My Transparency Breakthrough
I personally haven’t always been the best at naming my truth. I come from a history of subtle withholds and outright lying. Once upon a time it was a necessary childhood survival strategy, in my adulthood that strategy served to create disconnects. Loneliness, isolation and distance happens when truths go unnamed-- even if you are sharing a bed with someone.
My big breakthrough in being transparent and naming my truth came about after becoming intimate with a Swiss couple who modeled transparency beautifully. They were exquisitely detailed about what was happening for them inside, shared vulnerable parts of themselves regularly, took responsibility for their experience, strived to be nonreactive and received each other with care and respect. My love life has been all the more gorgeous ever since.

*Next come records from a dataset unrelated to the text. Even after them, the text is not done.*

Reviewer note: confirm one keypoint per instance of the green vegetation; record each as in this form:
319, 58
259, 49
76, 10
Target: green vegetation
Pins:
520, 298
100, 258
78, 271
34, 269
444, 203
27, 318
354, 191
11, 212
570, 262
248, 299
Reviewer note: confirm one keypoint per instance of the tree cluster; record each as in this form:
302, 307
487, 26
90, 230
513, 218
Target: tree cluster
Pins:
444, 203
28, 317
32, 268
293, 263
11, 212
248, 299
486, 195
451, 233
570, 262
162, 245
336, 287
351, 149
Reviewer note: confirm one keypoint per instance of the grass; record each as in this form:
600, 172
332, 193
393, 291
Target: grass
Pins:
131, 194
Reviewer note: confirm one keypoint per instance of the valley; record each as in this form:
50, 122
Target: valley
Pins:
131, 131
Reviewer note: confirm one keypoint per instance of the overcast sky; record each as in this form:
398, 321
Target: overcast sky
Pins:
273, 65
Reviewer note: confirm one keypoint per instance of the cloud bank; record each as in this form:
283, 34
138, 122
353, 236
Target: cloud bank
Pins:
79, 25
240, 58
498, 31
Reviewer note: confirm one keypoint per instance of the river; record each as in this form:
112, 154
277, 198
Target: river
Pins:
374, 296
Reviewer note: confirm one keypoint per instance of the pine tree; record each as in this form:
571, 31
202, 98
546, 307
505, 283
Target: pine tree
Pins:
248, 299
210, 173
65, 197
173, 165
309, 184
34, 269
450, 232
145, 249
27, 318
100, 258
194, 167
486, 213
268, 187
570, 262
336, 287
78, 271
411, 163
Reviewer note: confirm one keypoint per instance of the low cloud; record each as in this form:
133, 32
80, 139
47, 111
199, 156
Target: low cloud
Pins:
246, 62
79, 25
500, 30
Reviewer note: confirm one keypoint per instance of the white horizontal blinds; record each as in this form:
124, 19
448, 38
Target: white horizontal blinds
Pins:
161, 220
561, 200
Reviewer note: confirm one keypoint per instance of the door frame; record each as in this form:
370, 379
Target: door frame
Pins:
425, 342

The Art of Naming your Truth
In my experience, I’ve found that there is an art to naming your truth. Here are some of Lorina’s home grown guidelines to help you name your truth in a way that creates more intimacy.
1. Stay close to your experience. Naming the sensations, feelings, desires and impulses that come up for you can keep you close to the flame of truth. You can report thoughts, but try not to get too invested in them as “the truth.” Interpretations, analysis and fear infused stories can create distance between you and your listener.

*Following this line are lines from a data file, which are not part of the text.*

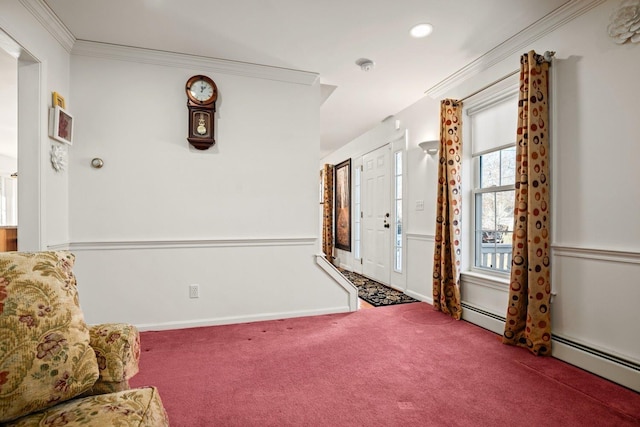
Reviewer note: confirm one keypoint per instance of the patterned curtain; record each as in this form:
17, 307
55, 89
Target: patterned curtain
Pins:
327, 217
528, 316
446, 257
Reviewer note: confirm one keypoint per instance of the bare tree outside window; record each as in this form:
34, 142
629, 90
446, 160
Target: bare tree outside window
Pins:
494, 209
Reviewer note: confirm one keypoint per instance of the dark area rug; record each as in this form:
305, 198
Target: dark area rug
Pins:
376, 293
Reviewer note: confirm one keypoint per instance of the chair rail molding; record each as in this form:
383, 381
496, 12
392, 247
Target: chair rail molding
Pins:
185, 244
610, 255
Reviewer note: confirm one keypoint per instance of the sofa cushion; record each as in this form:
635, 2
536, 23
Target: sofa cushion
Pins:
138, 407
45, 357
117, 347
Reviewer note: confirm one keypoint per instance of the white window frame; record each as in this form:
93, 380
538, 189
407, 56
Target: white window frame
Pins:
505, 91
477, 215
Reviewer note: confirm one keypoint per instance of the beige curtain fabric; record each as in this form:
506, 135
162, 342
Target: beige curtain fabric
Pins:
327, 217
528, 316
446, 258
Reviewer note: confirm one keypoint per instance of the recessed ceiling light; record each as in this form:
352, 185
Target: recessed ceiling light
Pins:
365, 64
421, 30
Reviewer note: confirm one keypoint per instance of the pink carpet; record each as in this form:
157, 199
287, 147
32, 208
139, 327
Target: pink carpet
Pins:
403, 365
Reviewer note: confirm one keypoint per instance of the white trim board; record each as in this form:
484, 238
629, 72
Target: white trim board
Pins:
182, 60
184, 244
556, 19
239, 319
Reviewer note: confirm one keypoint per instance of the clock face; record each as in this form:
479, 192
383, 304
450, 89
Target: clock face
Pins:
201, 90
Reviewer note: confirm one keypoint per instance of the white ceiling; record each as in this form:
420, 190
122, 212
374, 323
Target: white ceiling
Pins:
325, 36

2. Own your experience. Not owning your experience looks like blaming somebody else for what you are feeling. It also can look like hyper focusing on somebody else and not paying attention to what's happening inside your own skin. We’ve all done it, I know I certainly have. These very human strategies can be attempts to create distance from the red, hot vulnerability that comes up. But those strategies rarely create yummy connections. Try leaning into your vulnerability and watch the intimacy blossom.
3. Be mindful of what and when. A beloved once introduced me to the practice of 2 of 2 early on in our relationship. Basically, if I’m activated by something happening between us at a level of 2 or higher on a 10 scale for longer than 2 days then it’s a good idea to share, otherwise a distance creeps in. On the other end of the spectrum, I find if I’m extremely activated beyond an 8 and I am not able to own my experience or stay close to it, then it’s not a great time to attempt a conversation, because my words will more than likely create division. If I have my wits about me I’ll journal or meditate or dance or talk with a neutral ally to get myself at least into a 7 or below state and thus have some capacity to both share my truth and hear his.
4. Stay curious. Notions of right/wrong and black/white are like kryptonite to curiosity. Labels can have that effect too. If you have a definitive attachment to what something means and aren’t willing to explore the pathways that surround it, you will probably experience the thud of hitting a wall. That wall will get in the way of true intimacy. What magic goodness is possible when you share your innermost reality in a spirit of wonder?
5. Look for the sensations of truth in your body. There is a way I feel it in my body when I express the words that describe my experience well. It's like a tuning fork has been hit with that particular choice of words and now my body is resonating with that truth. It feels good. There is both a settling and an aliveness. What does truth feel like inside of you?
6. For the hard truths, find a good container. Telling a deep, dark truth to a cashier will not be nearly as satisfying as telling a trusted loved one, counselor or coach. It might be a good idea to test run the capacities of somebody before you share your most vulnerable and shame-filled parts with them. It’s kinda like responsibly choosing a good caretaker for your inner child. In terms of naming your hard truths with loved ones and intimates, it helps to refrain from sharing while they are in a reactive state. Focus on infusing the relationship with goodness and appreciation and get into a more settled state together before you bring out the hard stuff. Of course, there are always some inherent risks involved, but in my experience they are sublimely worth it.
There you have it. An exploration of the art and beauty of naming your truth. I would love to hear what beauty these guidelines inspire in you.